Users see available information immediately instead of facing a blank screen or error message.

When to Use / When Not to Use

Scenario	Recommendation
Critical systems (healthcare, finance)	High availability mandatory
SLA of 99.99%+	Active-active with automatic failover
Cost-sensitive applications	Active-passive with manual failover
Stateless services	Load balancer with health checks
Stateful services with persistence	Database replication with failover

When TO Use Active-Active

Multiple geographic regions: Users in different regions hit their nearest datacenter
High traffic volumes: Single active cannot handle load even with vertical scaling
Zero-downtime requirements: Failover happens instantly without any interruption
Read-heavy workloads: All replicas serve reads, dramatically increasing throughput

When NOT to Use Active-Active

Complex conflict resolution: When data has mutable state that is hard to partition
Strong consistency requirements: Synchronizing writes across active nodes is expensive
Limited budget: Running multiple active datacenters costs significantly more
Simple applications: The complexity cost outweighs availability benefits

Active-Active vs Active-Passive Decision Matrix

Criteria	Active-Active	Active-Passive
Cost	2-3x (all sites active)	1.5-2x (standby idle)
Complexity	High (conflict resolution, sync)	Medium (failover logic)
Failover Speed	Instant (traffic split)	30s-5min (promotion)
Write Throughput	Higher (all nodes write)	Limited to primary
Data Consistency	Complex (multi-master sync)	Simple (async replication)
Geographic Diversity	Excellent (multi-region)	Good (standby in other DC)
Resource Utilization	High (all nodes busy)	Low (standby idle)
Rollback Complexity	Complex (already processing)	Simple (demote standby)

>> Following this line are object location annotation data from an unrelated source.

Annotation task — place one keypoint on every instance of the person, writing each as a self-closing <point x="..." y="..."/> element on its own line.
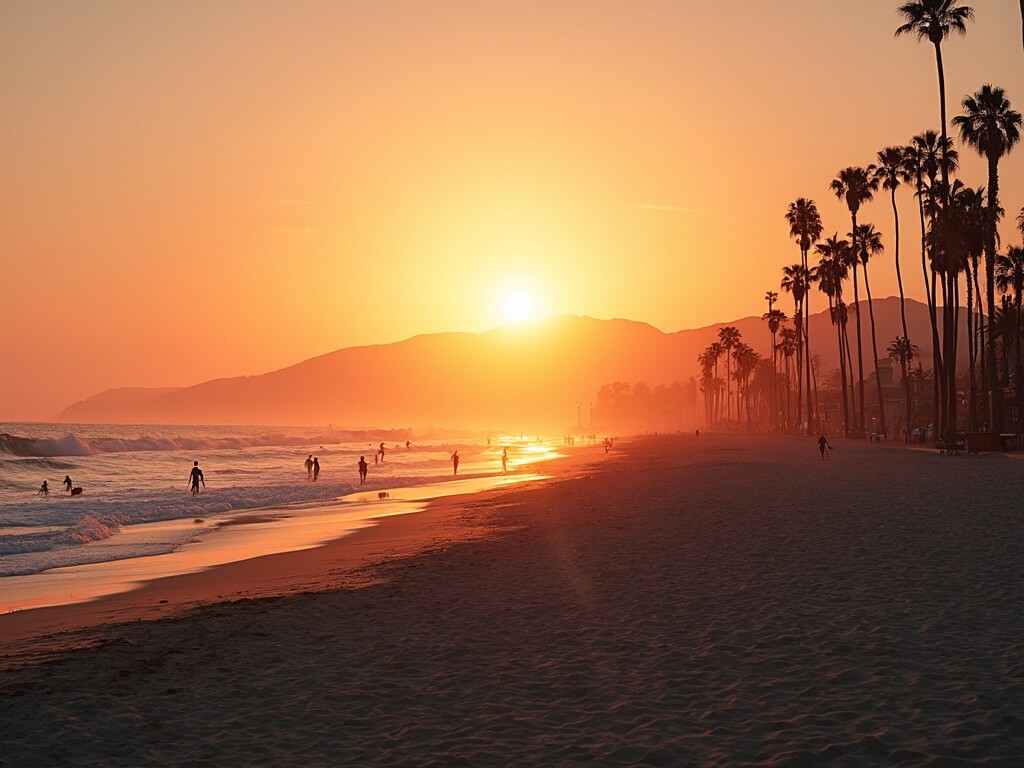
<point x="197" y="477"/>
<point x="822" y="444"/>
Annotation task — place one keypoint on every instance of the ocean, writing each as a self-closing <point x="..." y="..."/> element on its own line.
<point x="135" y="500"/>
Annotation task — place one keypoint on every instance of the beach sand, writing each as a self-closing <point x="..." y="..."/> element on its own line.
<point x="721" y="600"/>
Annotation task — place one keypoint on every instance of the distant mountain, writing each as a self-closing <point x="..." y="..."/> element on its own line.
<point x="522" y="378"/>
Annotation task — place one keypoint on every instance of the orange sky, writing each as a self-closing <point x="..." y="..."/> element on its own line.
<point x="197" y="189"/>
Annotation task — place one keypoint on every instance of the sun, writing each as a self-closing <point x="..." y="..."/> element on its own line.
<point x="517" y="306"/>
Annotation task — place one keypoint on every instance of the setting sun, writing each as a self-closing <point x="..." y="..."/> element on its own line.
<point x="517" y="307"/>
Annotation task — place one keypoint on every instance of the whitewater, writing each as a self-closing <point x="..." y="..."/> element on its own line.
<point x="135" y="482"/>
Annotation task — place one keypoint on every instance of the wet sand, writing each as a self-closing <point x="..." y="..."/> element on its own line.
<point x="681" y="601"/>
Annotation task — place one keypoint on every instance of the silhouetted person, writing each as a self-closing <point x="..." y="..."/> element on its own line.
<point x="197" y="477"/>
<point x="823" y="445"/>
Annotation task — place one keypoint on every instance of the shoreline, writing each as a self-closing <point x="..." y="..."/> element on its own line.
<point x="347" y="561"/>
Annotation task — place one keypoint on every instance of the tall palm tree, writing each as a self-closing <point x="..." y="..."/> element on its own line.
<point x="935" y="20"/>
<point x="795" y="281"/>
<point x="990" y="126"/>
<point x="1010" y="279"/>
<point x="728" y="337"/>
<point x="805" y="226"/>
<point x="856" y="185"/>
<point x="893" y="169"/>
<point x="869" y="245"/>
<point x="833" y="270"/>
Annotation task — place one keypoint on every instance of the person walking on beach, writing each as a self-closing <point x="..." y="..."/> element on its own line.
<point x="823" y="445"/>
<point x="196" y="478"/>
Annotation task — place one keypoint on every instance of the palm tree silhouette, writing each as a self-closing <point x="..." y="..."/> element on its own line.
<point x="833" y="270"/>
<point x="795" y="281"/>
<point x="990" y="126"/>
<point x="1010" y="278"/>
<point x="935" y="20"/>
<point x="805" y="226"/>
<point x="869" y="244"/>
<point x="856" y="185"/>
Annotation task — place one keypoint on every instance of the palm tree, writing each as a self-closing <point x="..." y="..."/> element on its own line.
<point x="1010" y="278"/>
<point x="893" y="169"/>
<point x="990" y="126"/>
<point x="856" y="185"/>
<point x="728" y="337"/>
<point x="934" y="20"/>
<point x="795" y="281"/>
<point x="833" y="270"/>
<point x="805" y="226"/>
<point x="869" y="244"/>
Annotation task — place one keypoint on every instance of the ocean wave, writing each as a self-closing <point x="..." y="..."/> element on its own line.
<point x="72" y="444"/>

Multi-Region Deployment Patterns

When deploying across multiple geographic regions, consider these patterns:

Pattern	Description	Use Case
Primary-Secondary	One region accepts writes, others replicate asynchronously	Read-heavy, geo-distributed users
Primary-Primary	All regions accept writes, conflict resolution required	Write-heavy, globally distributed users
CQRS + Global Traffic Routing	Separate read/write paths, route users to nearest region	Complex domains, maximum performance
Stateless Microservices + Regional Databases	Compute is stateless and globally distributed	Cloud-native, Kubernetes-based

Cross-region replication considerations:

// Multi-region write latency expectations
const REPLICATION_LATENCY = {
  "us-east-1 to eu-west-1": "~100-150ms RTT",
  "us-east-1 to ap-southeast-1": "~200-250ms RTT",
  "eu-west-1 to ap-southeast-1": "~150-200ms RTT",
};

// Consistency vs latency tradeoff in multi-region
async function writeMultiRegion(key, value, options = {}) {
  const { consistencyLevel = "QUORUM", regions = ["us-east-1", "eu-west-1"] } =
    options;

  if (consistencyLevel === "ALL_REGIONS") {
    // Strongest consistency, highest latency
    const results = await Promise.all(
      regions.map((region) => writeToRegion(region, key, value)),
    );
    return results;
  } else if (consistencyLevel === "QUORUM") {
    // Majority of regions must acknowledge
    const acks = await Promise.race([
      Promise.all(regions.map((r) => writeToRegion(r, key, value))),
      timeout(5000), // 5 second timeout
    ]);
    return acks;
  } else {
    // Local region only, async replicate
    await writeToRegion("local", key, value);
    backgroundSyncToOtherRegions(regions);
    return { success: true, replicated: false };
  }
}

Stateful vs Stateless Failover Differences

Aspect	Stateless Services	Stateful Services
Failover Complexity	Low (just restart somewhere)	High (must preserve state)
State Recovery	None needed	Must recover from replica or WAL
Failover Time	5-30 seconds (container restart)	30s-5min (state recovery)
Data Loss Risk	None	Possible (unreplicated writes)
Scaling	Horizontal (easy)	Requires consistent hashing/sharding
Session Affinity	Not needed	Often required (or externalize state)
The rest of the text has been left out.